If the return value is not null we can proceed with additional production rules that expect some other production rule to proceed it. Something which isn’t yet clear to me is to how to treat the ambient stack when a production rule does not end up modifying the stack. As an example we could have reductions in the stack that end up not changing the stack for the casual observer. A way around that is to use a version scheme, any stack modification will increment the version. Different versions implies return value propagation.

The whole point behind this is to eliminate stack frames but this is not going to be possible if we need to support optional or repeated production rules. These would modify the stack in a way that are not predictable. Lists are a primary example where we need to count each production that’s being applied in a loop. Lists appear in some variations but generally follow this pattern:

for (;;) {
  var result = SomeProduction();
  if (result == null) {
    break;
  }
}

Looking at the Read/Accept pair in the C# example there’s a couple of things I’d like to point out.

private Token _token;

private void Read() {
  if (_inputStream.MoveNext()) {
    _token = _inputStream.Current;
  } else {
    _token = default(Token);
  }
}

protected bool Accept(TokenType type) {
  if (_token.Type == type) {
    _stack.Add(new TokenNode(_token)); // push
    Read();
    return true;
  }
  return false;
}

The tokens get pushed onto the syntax tree evaluation stack as we accept the tokens. Traditionally, I’ve written these kinds of recursive decent parsers like this:

var token1 = token_;
if (Accept(Token.SomeToken)) {
  var token2 = token_;
  if (Accept(Token.SomeOtherToken)) {
    //...
  }
}

That’s rather annoying becuase you have to introduce a lot of local variables to keep track of each token within the respective production rule. Since the parc execution environment does not have support for local variables we’ll maintain a seperate evaluation stack for syntax tree construction.

Here’s the primary rule form the same C# example. It’s very clean in that the way we reduce the syntax tree stack is to group together a bunch of syntax tree nodes based on a specific state in the parser. This works really well in practice (and we don’t depend on return value propagation).
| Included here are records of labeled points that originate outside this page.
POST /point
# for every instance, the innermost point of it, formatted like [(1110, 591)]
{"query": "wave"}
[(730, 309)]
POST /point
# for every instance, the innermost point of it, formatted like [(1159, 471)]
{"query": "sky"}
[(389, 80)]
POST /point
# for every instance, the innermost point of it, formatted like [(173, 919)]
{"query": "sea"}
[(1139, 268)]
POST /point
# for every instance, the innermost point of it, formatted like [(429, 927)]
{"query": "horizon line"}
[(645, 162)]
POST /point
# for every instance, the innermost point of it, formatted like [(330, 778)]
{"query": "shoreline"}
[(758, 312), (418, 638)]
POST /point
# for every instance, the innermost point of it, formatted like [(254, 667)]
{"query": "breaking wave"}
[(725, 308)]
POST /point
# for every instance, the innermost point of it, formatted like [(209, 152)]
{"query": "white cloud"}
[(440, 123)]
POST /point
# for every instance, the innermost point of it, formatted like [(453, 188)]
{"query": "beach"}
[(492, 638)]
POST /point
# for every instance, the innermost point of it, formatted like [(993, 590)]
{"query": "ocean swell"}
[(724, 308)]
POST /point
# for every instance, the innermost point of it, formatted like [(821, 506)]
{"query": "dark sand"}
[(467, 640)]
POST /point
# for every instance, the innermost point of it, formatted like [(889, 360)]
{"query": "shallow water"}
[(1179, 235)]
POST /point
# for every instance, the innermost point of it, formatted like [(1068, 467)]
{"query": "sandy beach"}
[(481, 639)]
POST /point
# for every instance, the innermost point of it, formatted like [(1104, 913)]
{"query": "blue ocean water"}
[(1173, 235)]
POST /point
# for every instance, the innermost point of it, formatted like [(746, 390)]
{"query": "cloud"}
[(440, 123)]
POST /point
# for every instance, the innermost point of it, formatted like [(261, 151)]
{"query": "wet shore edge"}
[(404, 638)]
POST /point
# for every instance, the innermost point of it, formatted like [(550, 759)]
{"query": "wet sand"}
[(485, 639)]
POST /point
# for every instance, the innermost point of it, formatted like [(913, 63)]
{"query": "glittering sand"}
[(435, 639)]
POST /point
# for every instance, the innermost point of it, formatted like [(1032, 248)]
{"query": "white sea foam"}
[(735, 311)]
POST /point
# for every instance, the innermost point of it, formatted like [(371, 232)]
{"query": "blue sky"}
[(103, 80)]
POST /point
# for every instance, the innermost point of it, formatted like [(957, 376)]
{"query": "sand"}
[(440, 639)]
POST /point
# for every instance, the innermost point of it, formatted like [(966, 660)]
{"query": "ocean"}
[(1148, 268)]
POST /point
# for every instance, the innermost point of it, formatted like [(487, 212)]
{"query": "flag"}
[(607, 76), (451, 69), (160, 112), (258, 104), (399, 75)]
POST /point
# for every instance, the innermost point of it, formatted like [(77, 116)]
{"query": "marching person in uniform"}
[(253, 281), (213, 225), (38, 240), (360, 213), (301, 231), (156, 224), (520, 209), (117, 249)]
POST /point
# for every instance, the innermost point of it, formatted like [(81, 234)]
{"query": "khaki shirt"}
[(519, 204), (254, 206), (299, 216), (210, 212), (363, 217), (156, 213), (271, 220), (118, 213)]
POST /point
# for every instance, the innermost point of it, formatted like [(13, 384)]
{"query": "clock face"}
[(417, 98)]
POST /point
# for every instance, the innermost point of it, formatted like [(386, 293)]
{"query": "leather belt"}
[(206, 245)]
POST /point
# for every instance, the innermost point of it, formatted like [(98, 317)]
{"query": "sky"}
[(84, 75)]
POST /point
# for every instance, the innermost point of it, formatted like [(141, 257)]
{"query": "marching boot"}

The trick is of course how to determine where to put the reduce calls.

public void Primary()
{
  if (Accept(TokenType.Number))
  {
    Reduce(1, "NumberLiteral");
    return;
  }
  if (Accept(TokenType.LeftParen))
  {
    Expression();
    if (!Accept(TokenType.RightParen))
    {
      throw new InvalidOperationException();
    }
    Reduce(3, "EvalExpression");
    return;
  }
}

As things stand right now the instruction set (or byte code) we use is composed of the following instructions:

  • accept <token> push 1 if token is read otherwise push 0.
  • beq <target> if top of evaluation stack is non-zero, transfer control to target
  • jmp <target> transfer control to target
  • call <target> push current address as return address, transfer control to target
  • ret pop return address, transfer control to return address
  • err raise syntax error

I’m going to add a reduce which does what the C# example does and I’m going to add additional side-effects to accept (those that modify the syntax tree evaluation stack).

I’m also introducing fixed-size stack frame that changes with respect to the call and ret instructions. As things stand, there will be need for some local state to keep track of production rules that read a variable number of tokens.